Nathanial Garrod

Book Review: Game Slaves by Gard Skinner

Game Slaves CoverGard Skinners first Young Adult title, Game Slaves, blasts open with a stunning fight scene you would play through in the middle of a video game. As team leader Phoenix describes the new girl on his team, he vividly describes the world they live in.

The next hundred pages is reminiscent of dull rehashing of Sophies World, targeted at 14-year-old boys who for some reason will end up forced away from the controller stuck in their hands and into this volume.

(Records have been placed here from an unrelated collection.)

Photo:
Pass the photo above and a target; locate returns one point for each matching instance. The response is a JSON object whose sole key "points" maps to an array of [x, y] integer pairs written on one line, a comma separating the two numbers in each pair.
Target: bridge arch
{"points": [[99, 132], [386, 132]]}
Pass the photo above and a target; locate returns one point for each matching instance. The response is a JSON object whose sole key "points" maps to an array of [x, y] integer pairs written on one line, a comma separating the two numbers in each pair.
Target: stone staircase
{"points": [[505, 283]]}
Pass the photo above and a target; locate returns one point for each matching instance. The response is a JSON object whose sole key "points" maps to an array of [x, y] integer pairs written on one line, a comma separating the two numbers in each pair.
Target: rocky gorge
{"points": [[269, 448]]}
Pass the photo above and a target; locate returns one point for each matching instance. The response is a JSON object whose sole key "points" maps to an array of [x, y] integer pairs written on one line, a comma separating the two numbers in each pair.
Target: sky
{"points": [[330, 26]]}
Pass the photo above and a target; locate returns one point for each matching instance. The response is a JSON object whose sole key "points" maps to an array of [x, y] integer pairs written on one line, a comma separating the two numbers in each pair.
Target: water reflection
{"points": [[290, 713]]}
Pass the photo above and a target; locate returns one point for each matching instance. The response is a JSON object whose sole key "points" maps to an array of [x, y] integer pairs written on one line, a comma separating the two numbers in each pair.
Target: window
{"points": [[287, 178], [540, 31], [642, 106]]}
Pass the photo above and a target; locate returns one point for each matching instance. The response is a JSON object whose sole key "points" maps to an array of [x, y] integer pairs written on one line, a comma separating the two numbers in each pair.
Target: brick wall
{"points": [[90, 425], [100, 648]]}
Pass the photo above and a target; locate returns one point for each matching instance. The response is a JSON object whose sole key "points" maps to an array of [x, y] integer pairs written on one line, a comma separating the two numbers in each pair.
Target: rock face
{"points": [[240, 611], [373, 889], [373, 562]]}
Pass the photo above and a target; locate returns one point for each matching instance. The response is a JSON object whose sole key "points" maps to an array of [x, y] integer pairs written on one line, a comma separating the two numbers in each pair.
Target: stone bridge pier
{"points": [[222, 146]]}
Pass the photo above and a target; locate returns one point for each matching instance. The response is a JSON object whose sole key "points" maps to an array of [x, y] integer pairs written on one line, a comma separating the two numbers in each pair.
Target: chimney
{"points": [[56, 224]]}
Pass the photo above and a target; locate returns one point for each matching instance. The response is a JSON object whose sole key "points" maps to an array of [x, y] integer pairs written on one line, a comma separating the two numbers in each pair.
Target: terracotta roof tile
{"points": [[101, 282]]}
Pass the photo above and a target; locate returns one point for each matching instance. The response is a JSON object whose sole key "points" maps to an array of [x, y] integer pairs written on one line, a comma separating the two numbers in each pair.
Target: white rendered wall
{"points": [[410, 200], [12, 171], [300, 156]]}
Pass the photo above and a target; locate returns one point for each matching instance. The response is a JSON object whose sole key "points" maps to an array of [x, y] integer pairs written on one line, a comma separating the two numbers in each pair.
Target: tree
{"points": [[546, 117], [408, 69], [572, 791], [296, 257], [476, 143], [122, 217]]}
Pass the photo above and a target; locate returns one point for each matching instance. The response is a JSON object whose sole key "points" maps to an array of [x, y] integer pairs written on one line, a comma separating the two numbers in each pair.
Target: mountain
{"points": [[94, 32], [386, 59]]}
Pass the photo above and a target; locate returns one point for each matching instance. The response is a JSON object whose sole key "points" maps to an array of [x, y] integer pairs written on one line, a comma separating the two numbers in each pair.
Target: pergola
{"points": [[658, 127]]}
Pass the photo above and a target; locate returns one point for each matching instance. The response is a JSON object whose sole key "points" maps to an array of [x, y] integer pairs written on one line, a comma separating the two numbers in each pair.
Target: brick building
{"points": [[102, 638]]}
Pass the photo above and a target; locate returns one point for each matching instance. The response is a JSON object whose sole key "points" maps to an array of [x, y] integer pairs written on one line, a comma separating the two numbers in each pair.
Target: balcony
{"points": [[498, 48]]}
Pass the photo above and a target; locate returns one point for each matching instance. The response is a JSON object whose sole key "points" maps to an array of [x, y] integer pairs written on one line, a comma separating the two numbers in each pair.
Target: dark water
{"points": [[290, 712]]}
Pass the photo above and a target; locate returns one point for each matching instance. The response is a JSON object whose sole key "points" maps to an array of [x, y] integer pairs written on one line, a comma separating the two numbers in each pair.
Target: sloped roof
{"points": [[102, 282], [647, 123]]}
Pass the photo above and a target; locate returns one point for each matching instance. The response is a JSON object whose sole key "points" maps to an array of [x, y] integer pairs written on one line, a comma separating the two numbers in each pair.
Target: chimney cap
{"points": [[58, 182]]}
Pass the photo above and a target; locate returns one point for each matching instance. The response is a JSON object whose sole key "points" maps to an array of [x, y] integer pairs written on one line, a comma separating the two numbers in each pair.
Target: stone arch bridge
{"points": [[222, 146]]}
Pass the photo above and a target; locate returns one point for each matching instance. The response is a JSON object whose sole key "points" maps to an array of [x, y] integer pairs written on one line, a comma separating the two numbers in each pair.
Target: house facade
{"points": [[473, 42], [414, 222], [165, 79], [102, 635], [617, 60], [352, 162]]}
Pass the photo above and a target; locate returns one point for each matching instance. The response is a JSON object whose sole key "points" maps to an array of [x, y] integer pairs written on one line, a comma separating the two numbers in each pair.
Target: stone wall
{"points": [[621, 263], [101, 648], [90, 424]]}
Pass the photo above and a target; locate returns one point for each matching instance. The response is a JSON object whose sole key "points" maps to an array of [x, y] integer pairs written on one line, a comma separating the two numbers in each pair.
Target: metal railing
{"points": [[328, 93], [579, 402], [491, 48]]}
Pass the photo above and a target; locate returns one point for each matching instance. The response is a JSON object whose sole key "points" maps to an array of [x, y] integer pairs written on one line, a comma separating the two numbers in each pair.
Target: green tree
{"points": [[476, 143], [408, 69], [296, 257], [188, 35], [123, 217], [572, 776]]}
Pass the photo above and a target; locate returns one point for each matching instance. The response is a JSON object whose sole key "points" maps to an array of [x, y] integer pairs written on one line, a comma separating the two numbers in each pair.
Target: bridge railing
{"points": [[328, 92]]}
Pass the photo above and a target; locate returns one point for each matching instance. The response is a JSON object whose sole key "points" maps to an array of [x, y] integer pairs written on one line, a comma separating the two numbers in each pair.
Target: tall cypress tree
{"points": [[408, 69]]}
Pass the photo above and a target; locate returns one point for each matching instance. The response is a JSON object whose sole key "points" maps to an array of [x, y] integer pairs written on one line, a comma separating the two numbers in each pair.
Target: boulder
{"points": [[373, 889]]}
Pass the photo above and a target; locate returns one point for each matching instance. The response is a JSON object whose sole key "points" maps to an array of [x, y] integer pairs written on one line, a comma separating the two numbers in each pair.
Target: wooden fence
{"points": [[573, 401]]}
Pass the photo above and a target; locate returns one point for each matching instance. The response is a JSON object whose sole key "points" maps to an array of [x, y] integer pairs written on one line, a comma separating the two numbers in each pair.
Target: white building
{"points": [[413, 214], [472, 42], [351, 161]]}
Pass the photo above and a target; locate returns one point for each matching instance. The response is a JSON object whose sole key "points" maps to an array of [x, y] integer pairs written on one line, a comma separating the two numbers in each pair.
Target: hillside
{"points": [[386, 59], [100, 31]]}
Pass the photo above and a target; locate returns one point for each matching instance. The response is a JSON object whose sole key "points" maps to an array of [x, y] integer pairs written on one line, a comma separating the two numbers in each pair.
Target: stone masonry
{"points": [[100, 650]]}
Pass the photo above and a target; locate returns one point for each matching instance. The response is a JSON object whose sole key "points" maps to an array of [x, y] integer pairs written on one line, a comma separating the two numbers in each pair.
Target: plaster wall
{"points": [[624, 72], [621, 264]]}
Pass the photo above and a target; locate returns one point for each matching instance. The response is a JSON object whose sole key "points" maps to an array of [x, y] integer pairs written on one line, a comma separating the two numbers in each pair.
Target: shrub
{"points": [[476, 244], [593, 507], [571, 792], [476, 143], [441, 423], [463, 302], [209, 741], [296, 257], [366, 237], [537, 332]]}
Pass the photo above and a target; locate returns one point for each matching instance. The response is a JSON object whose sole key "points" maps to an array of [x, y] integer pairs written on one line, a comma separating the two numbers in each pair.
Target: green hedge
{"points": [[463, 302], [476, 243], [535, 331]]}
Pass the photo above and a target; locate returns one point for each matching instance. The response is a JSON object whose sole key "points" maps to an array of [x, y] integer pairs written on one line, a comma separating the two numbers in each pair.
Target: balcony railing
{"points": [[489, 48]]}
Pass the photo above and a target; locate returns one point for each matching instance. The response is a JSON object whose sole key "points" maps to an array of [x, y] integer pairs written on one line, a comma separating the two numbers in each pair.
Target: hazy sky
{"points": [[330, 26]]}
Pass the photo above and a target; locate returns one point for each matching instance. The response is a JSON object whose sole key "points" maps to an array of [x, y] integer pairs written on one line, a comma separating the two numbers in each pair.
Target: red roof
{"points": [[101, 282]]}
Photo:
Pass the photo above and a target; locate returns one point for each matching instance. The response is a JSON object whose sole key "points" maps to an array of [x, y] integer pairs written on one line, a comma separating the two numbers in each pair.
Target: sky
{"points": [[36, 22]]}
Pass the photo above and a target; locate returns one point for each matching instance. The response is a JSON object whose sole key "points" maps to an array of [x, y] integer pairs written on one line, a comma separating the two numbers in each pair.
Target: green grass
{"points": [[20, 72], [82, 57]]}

Wreck-It-Ralph meets The Matrix after about 125 pages, when the book finally hooks and we finally get out of the video game world and start receiving answers to our questions. Finally, the characters we have spent the past hundred pages trying to invest in actually grow some depth – with the exception of Dakota, the only character who has so far had any depth, who some how manages to regress.

Skinners attempt at leveling cyberethics to a comprehensible level for teenage guys (and gals) comes off like that college course that you could not stay awake during, despite how much ice cream you ate before.

Indeed, Skinner’s grisly dystopia haunts more deeply than most in this era of hype about the dim future we have at hand if we make the wrong decision. He plots a future most likely if our society continues to be controlled by the true powers that exert their force on our daily lives.

Game Slaves by Gard Skinner (ISBN:978-0-97259-6) is available in Hardcover on January 7th, 2014 and is published by the Houghton Mifflin Harcourt Children’s Book Group. Thanks to @HMHkids for sending me an ARC of this title. Check out the book on Facebook. You can also check out a preview of the first two chapters here.

2 Comments on “Book Review: Game Slaves by Gard Skinner

  1. Talli
    August 29, 2013

    Finally got to the hook, huh…125 pages in. Ouch. I had that class that was difficult to stay awake in…it was a Sci Fi Lit class. Somehow the professor made sci fi boring. It was quite fascinating, really. Fascinating in a boring way.

    Anyway, probably will not be spending my time reading this, but glad to know if I ever do what to expect (especially for the first 125 pages).

    • Nathanial
      August 29, 2013

      Once it gets going, I read it in like, two and a half hours. It was just super slow to start. Actually, ended up being one of the best-realized dystopia’s I’ve read in awhile… just super slow start. And the ARC I had has a ton of words missing in random places early on, but not as much later on.